A Vinadio, per mancanza di soldi, vorrei dormire in macchina, ma “gentilmente” non mi è permesso fare simili “scemate” e così entro in albergo, perché mi hanno graziato le spese di benzina e autostrada…
6 dicembre 1964. Dopo un bel po’ di altri km in Valle Stura, ci fermiamo a Grangie, una frazione di Argentera a 1800 m circa, e da lì partiamo. C’è un freddo cane, circa 6° o 7° sotto zero. Appena partito, mi stupisco di quanto sia facile e poco faticoso. Procediamo abbastanza velocemente su per il Vallone di Puriac che a un certo punto si stringe notevolmente: qui di sciabile c’è ben poco, dobbiamo salire a scaletta. Dopo tanti scalini usciamo al sole, verso il Colle di Puriac 2506 m, che raggiungiamo alle 12.15. Qui lasciamo gli sci e, sferzati dal vento, ci leghiamo.
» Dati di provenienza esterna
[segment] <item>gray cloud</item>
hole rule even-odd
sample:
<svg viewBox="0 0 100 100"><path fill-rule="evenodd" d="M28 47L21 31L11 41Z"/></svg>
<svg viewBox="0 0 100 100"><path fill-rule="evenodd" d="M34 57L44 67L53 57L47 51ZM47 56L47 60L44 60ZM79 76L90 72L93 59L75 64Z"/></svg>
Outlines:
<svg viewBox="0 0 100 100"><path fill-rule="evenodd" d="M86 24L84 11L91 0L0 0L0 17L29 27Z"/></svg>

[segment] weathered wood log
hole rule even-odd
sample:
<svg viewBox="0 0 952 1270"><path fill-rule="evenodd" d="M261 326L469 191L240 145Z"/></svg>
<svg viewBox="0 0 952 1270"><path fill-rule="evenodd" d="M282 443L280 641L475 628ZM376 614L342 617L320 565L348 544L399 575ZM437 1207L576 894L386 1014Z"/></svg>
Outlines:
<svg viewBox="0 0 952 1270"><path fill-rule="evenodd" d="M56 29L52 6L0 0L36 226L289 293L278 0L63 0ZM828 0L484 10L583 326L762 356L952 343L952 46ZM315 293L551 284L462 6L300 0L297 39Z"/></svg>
Io sono con Margherita e Giuseppino Grisoni, mentre Gianni Calcagno è con Chicco e Gianni Pàstine. Noi attacchiamo la cresta della Cima delle Lose 2813 m, un po’ sulla sinistra per rocce innevate. Loro preferiscono ancora più a sinistra per un pendio di neve troppo fresca. Poi però ci ricongiungiamo. Renato Avanzini e Rita Corsi erano partiti un po’ dopo di noi e adesso stanno arrivando al Colle di Puriac. Noi intanto, oltre la Bassa di Colombart, per una cresta magnifica, interrotta da roccette e su neve ben ramponabile, arriviamo in cima. Dopo questi circa mille metri di dislivello abbiamo una fame orba. Ore 13.30. Vogliamo ripartire presto, per non fare tardi, le ore di luce sono poche. Con una temperatura di circa -10° cominciamo a scendere. Arriviamo al Colle di Puriac mentre Renato e Rita iniziano la discesa dalla vetta. Sciolinatura e via!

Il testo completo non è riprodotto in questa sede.